Герой западной литературной утопии находится в оппозиции обществу, отрицает его порядок, изображая другую социальную организацию, но он действует в тех же (или близких) географических условиях, что и отрицаемое общество; он его не взрывает, а изменяет. Эмиль Кардонне собирается создать коммуну здесь, на родине, в окрестностях города Гаржилеса. Роман У. Морриса «Вести ниоткуда» (1890) хотя и повествует о событиях III тысячелетия, однако там же, в Англии, где уснул герой в конце XIX в. Г. К. Честертон определяет топохронологию «Наполеона из Ноттинг — Хилла» (1904) так: «Время восемьдесят лет тому вперед, а Лондон такой же, каким был в наши дни»[5].
Правда, нужна оговорка. Начиналась литературная утопия Запада удалением от родных мест. Т. Мор выбрал для своей «Утопии» некий остров, мало напоминающий западноевропейскую среду. «Новая Атлантида» Ф. Бэкона только названием ассоциируется с европейской (античной) географией. Севарамбия Д. Вераса и вовсе расположена в южных широтах. Однако начав с удаления от родины, утопия Запада приближается к ней. С XVIII столетия едва ли не все утопии, кроме сатирических («Остров пингвинов» А. Франса, 1908, «Республика ученых» А. Шмидта, 1957), выбирают местом действия, собственную страну.
Русская утопия обычно развертывается в другом месте. Или это не родная географическая среда (частенько напоминающая то ли Грецию, то ли Италию), или вообще другая планета, или же совсем другая галактика.
Сравнивая два способа изображать отсутствующее место (утопию), нахожу, что западноевропейская утопия как бы признает вероятны — ми изменения здесь, в этом месте; русская этого не допускает — нужно другое место, т. е. утопия в буквальном значении слова, превращение литературного в реальное, книжного в действительное. Западная утопия исходит из возможности такого места, поэтому так много внимания занято организацией каждодневной жизни: орудия труда, пища, одежда, социальная система — тоже некое орудие. Русский ум об этом думает меньше, не до того — он занят перспективами всемирного, а не локального порядка, и бытовые детали попросту не замечает; он действительно озабочен тем, чего нет, и потому то, что есть, брошено.

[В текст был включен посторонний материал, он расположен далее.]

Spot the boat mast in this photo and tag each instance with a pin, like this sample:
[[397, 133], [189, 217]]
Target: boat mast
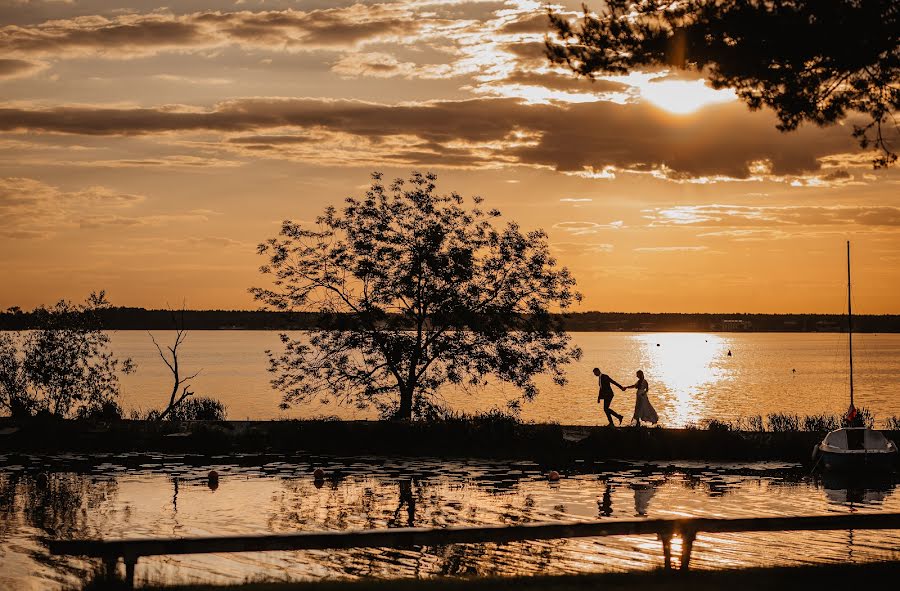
[[850, 322]]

В романе А. Богданова «Красная звезда» (1908) воплотились многие черты русского литературного утопизма. Прежде всего, души людей, открытые будущему (РЛУ, с. 200). Образ будущего можно толковать по аналогии с другим местом, другим временем: в этом, своем, все негодно, осталось уповать на грядущее. Естествен образ катастрофы, уничтожающей закономерности, структуры текущего времени: ведь будущее принесет лишь то, что было в настоящем, поэтому надо прервать течение времени, разрушив настоящее.
А. Богданов пишет:
«Это было тогда, когда только начиналась та великая ломка в нашей стране, которая идет еще до сих пор и, я думаю, близится теперь к своему неизбежному концу.
Ее первые кровавые дни так глубоко потрясли общественное сознание, что все ожидали скорого и светлого исхода борьбы: казалось, все худшее уже совершилось, что ничего еще худшего не может быть. Никто не представлял себе, до какой степени цепки костлявые руки мертвеца, который давил — и еще продолжает давить — живого в своих судорожных объятиях» (РЛУ, с. 200).
Идут на память «Мертвые души» Гоголя. Традиционной метафоре «мертвые» он придал дополнительный смысл, рассматривая едва ли не всю страну обителью мертвых. Спустя несколько десятилетий метафору «повторил» А. Богданов, а потом А. Платонов в «Счастливой Москве». Один из персонажей романа думает над тем, как энергию, заключенную в телах умерших людей, использовать в интересах живых: «Добыть… силу жизни… из трупов павших существ». В сущности, имеем дело с неожиданно воскресшим проектом Чичикова. Есть повод утверждать, что «мертвость» принадлежит к устойчивым признакам, а потому, согласно художественной логике, место проклято: другому (вместо этого) месту требуется другое время.
Этим объясняется, почему героев русской утопии так влечет будущее (другое время), вызывая презрение к настоящему и былому, ковремени вообще. Русская утопия вне- и безвременна, выражает некое состояние, не измеряемое по хронологической шкале.